The expanded WORLD WAR Z audiobook, mind you. There are two versions, which I didn’t know when I bought the smaller one first. It is a measure of how good the longer audiobook is that I don’t mind spending extra. I say this as somebody who is not actually into audiobooks, too. The format helped a lot – they got a full cast to do all the interviewees, and a good one – and I was struck by how much harder some of the stories hit when you heard them, instead of read them. Good stuff, good stuff.

But God but this took forever to do.


Audiobook of the Week: World War Z: An Oral History of the Zombie War.

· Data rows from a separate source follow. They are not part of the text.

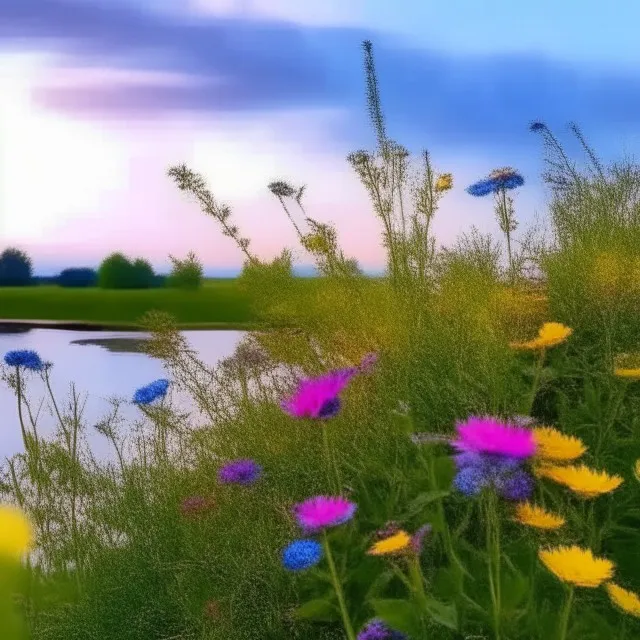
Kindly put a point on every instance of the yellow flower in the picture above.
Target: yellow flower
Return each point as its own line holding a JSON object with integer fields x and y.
{"x": 395, "y": 543}
{"x": 626, "y": 600}
{"x": 582, "y": 480}
{"x": 555, "y": 445}
{"x": 549, "y": 335}
{"x": 577, "y": 566}
{"x": 534, "y": 516}
{"x": 444, "y": 183}
{"x": 16, "y": 534}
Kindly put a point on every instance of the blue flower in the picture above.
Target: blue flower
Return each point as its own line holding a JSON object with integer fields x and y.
{"x": 24, "y": 358}
{"x": 379, "y": 630}
{"x": 470, "y": 481}
{"x": 240, "y": 472}
{"x": 517, "y": 486}
{"x": 152, "y": 391}
{"x": 301, "y": 555}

I picked World War Z: An Oral History of the Zombie War because a buddy from my Secret World Legends MMO cabal told me this morning that they got a full cast for the audiobook, which means it comes across like a radio drama. While I am not really into audiobooks, I am all about radio dramas. It’s also about eleven bucks right now, so why not?


Annnnnnd so much for the World War Z movie.

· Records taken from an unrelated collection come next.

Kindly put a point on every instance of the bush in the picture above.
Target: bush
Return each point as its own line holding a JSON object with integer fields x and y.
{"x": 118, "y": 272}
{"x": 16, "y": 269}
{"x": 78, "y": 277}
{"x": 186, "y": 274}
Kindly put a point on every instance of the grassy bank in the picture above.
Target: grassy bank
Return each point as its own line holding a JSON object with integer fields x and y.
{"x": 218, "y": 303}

There’s a part of me that is kind of glad that I missed the original controversy over the World War Z movie – essentially, that the studio threw out the perfectly good script, original premise, timeline, …and everything else except the title, really.  I’m glad because this way I get to have that horror added to the Liveliest Awfulness that @allahpundit and @Slublog found:

The movie will have fast zombies.



Don’t get me wrong: fast zombies are a great addition to the genre.  28 Days Later? Zombieland? Great stuff.  But fast zombies just doesn’t fit into any part of World War Z, and honestly?  If they’re trying to rope into theaters the people who loved the book, possibly they should consider showing the film version of the stuff that made people love the book?  And if they can’t do that and still make money, well, it’s OK not to make a movie out of a book.  Really.

Book of the Week: World War Z.

I’m going with World War Z: An Oral History of the Zombie War mostly because I’m re-reading for some reason; I’m not entirely certain why. It’s certainly worth re-reading, but there was no particular triggering event that caused me to take it off the shelf. Odd.

But I’ve not forgotten The Forgotten Man: A New History of the Great Depression.